In the dead of night, athletes creep below the Montlake Bridge to scrape moss and ivy off the seawall. With bright purple paint, they make their mark on Seattle’s Montlake Cut, the ship canal connecting Lake Washington to Lake Union and the Puget Sound. It’s about tradition, bonding, team building and (most importantly) extremely catchy slogans.
“Mine was ‘Full Tilt Boogie 1996,’ ” says UW men’s crew coach Michael Callahan, ’96, referring to the words he and his fellow class of ’96 teammates painted on the concrete walls. “When the alums come back, one of the first things I’ll ask them is, ‘What was your class slogan?’”
Team historian Eric Cohen, ’82, isn’t certain when the ritual began, but it has probably lasted more than half of the 124-year history of the UW rowing team. Here’s how it goes down: On Class Day weekend, the team separates into classes and heads down below the Montlake Bridge. “They’ll do it in two days,” Cohen says. “You have to clean it first because it’s covered in moss and dirt and stuff, and the paint won’t stick.” They wait until nighttime when no boats are headed through the canal, making waters choppy. Then they grab a dinghy and some paint, come up with a killer slogan. And hope it doesn’t rain.
“You have to have the right timing,” says Cohen. “Back in my day, it was an adrenaline rush because if the police came by, you’d get told to go home.” His class slogan: “Awesome Crew of ’82.”
Callahan had a slightly different experience in the mid-’90s. “One time, we were [painting a slogan] and the police went by, and they were like, ‘Hey, straighten up those letters!’ ”
Both agree the experience means more than a covert adventure. “People are coming [to row at the UW] from all over the world, so we’re trying to get them to buy in together and understand the camaraderie,” says Callahan. “You’re going through this experience not just as an individual but as a group and as a team. Sharing your teamwork and sweat all together.”
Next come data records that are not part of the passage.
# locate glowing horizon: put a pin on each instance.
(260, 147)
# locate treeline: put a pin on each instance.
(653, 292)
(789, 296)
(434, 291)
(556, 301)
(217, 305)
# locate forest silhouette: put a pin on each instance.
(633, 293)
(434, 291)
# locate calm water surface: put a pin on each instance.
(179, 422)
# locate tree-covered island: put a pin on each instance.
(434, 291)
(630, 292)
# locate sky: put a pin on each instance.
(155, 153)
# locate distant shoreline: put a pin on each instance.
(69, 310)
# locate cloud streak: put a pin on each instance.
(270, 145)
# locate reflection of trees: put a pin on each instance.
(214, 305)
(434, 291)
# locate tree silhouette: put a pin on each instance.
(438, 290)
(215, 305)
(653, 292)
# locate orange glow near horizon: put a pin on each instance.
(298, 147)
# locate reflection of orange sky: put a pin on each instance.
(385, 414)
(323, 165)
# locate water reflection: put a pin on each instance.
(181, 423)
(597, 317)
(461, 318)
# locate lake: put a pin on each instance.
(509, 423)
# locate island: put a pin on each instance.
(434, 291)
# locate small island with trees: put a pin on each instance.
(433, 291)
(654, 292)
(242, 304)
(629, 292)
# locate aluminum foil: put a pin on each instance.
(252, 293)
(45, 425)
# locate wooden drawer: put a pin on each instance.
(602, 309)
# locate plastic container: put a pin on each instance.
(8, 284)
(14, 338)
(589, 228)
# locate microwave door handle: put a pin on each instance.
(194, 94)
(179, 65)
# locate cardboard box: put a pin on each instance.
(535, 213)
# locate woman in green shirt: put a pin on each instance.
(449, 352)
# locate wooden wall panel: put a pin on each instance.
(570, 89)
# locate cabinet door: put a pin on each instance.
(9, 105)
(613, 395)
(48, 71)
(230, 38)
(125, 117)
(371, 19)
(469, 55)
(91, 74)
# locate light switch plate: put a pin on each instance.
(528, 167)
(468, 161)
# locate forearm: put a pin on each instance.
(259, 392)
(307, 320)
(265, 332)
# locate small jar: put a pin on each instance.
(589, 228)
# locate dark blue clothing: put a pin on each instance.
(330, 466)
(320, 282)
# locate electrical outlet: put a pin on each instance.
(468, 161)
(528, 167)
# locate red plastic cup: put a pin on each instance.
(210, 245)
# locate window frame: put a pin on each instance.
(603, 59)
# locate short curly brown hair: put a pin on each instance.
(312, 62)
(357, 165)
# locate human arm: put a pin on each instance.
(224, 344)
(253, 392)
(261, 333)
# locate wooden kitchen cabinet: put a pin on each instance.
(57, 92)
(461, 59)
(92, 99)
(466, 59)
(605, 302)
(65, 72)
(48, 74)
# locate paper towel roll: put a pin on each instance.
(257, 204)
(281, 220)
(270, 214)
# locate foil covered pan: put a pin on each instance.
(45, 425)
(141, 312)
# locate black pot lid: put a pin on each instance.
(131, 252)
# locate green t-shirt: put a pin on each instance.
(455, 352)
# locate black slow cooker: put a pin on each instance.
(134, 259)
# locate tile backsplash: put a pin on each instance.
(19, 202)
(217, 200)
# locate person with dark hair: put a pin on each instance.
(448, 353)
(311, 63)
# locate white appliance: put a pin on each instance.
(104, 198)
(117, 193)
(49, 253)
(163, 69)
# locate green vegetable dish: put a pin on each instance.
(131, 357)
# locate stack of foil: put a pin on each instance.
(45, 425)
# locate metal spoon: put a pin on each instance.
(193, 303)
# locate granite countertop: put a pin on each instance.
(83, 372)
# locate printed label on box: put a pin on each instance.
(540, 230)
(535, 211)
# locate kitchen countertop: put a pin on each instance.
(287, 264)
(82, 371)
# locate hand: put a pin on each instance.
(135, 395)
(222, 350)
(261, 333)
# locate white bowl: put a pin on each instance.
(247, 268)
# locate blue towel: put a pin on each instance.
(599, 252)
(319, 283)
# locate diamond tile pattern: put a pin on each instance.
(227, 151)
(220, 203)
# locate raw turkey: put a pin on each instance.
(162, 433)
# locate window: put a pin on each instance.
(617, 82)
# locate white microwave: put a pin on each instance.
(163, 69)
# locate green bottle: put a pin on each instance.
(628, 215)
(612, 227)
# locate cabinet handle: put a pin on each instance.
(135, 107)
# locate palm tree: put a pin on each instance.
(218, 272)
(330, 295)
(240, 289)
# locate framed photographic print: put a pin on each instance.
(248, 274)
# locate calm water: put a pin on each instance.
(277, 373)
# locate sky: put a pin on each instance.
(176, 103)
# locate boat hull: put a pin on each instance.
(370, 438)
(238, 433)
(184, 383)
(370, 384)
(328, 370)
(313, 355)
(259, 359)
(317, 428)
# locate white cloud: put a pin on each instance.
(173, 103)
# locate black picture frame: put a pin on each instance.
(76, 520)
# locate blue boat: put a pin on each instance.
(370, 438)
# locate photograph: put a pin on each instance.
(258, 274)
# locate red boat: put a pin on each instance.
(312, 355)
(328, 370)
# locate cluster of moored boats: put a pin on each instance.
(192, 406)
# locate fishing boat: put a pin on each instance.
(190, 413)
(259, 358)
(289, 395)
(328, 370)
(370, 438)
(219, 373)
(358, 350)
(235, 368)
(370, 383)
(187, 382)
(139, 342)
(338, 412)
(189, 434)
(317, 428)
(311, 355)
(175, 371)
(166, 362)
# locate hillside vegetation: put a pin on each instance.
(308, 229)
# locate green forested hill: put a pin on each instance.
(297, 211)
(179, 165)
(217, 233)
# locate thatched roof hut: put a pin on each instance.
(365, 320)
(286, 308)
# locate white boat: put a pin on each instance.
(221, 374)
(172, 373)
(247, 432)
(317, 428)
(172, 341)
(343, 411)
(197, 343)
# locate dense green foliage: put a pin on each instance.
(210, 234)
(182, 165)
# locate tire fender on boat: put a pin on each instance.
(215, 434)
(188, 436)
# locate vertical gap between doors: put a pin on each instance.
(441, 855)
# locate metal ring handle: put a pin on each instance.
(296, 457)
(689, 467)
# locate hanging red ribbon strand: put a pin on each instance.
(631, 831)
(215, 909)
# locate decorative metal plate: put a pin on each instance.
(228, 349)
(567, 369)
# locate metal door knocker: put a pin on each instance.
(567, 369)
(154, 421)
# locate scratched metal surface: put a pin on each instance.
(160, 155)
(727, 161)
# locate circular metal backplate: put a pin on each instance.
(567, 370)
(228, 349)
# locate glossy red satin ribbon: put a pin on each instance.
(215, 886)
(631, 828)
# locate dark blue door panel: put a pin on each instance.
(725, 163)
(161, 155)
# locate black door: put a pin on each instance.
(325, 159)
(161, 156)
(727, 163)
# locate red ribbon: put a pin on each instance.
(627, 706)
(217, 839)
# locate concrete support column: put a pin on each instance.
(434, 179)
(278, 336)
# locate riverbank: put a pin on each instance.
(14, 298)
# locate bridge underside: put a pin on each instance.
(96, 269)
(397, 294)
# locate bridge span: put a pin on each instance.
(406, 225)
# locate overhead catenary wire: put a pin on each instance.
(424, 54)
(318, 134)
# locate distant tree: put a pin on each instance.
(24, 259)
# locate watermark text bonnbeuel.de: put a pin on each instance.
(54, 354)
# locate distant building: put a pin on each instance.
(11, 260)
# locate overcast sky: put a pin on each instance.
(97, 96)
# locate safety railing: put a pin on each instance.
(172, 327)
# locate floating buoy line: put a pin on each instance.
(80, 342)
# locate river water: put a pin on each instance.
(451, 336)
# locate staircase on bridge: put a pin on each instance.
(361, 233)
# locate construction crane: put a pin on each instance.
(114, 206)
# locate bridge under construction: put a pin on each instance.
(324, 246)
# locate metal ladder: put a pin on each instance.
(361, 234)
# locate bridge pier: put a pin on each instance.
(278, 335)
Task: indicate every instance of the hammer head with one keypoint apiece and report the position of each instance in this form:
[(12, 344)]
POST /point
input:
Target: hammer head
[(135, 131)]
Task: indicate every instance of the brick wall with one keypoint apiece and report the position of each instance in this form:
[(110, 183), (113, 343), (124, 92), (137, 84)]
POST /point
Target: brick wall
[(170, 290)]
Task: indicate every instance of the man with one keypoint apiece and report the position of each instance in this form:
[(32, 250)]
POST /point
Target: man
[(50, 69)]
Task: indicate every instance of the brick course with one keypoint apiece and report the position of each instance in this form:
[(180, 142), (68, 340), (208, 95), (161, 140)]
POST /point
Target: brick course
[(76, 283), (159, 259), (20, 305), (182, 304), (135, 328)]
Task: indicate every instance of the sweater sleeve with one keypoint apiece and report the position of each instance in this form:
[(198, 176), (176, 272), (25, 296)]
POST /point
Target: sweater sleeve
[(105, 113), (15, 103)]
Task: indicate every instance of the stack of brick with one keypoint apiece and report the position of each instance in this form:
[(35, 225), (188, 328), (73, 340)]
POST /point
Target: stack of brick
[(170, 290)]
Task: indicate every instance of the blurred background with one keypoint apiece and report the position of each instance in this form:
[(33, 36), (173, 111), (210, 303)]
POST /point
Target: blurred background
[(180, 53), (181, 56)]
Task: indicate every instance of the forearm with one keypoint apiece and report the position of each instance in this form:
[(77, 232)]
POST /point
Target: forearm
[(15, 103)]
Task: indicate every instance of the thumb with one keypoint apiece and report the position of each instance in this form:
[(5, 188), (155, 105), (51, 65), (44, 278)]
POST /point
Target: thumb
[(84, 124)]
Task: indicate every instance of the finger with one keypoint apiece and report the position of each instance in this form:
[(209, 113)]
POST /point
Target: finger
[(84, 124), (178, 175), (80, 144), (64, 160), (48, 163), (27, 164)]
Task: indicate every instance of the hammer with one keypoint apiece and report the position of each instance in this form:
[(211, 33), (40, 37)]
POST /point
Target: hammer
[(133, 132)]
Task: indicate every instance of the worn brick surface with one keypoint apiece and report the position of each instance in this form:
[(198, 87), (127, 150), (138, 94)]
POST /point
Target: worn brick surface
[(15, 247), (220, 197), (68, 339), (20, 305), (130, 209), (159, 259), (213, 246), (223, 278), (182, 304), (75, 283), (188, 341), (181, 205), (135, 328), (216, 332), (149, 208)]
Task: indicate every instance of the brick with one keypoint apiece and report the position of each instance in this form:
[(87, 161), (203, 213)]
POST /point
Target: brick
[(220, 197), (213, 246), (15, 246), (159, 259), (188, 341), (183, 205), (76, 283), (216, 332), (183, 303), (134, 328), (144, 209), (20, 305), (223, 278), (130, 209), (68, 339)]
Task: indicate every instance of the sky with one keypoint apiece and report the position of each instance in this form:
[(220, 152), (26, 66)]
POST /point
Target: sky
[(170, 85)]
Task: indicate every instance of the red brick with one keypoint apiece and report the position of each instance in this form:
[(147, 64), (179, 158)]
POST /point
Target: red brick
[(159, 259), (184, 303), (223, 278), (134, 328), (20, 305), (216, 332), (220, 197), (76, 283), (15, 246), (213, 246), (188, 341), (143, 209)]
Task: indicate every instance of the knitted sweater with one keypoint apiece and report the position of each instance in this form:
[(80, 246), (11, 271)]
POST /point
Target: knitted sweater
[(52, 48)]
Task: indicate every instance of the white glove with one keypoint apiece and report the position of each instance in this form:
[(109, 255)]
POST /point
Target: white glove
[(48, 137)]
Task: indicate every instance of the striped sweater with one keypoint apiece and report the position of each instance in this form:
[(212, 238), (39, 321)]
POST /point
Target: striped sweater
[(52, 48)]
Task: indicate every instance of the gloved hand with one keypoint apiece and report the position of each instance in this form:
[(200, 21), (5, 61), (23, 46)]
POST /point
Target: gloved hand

“It is that collective hard work that leads to the camaraderie … the dark cold mornings day after day pushing yourself to be better along with the rower in front of you and the rower behind you,” says Cohen. Hiram Conibear established those values of hard work and camaraderie (as well as a snappier stroke method) when he arrived at the UW in 1907. Hard work and camaraderie are still as essential to UW rowing as the Conibear stroke over 100 years later.
As for whether painting braggadocious (yet shrewd!) slogans on city property is illicit, Callahan sees the bright side. The team has a partnership with the Army Corps of Engineers (whose purview includes the cut) in which the rowers clean up the landscaping and trash. They’re thoughtful about their presence in the cut, which depleted the salmon population as it drained Lake Washington by nearly 9 feet in 1917. “It’s our home course,” says Callahan, “and we want to take care of it.”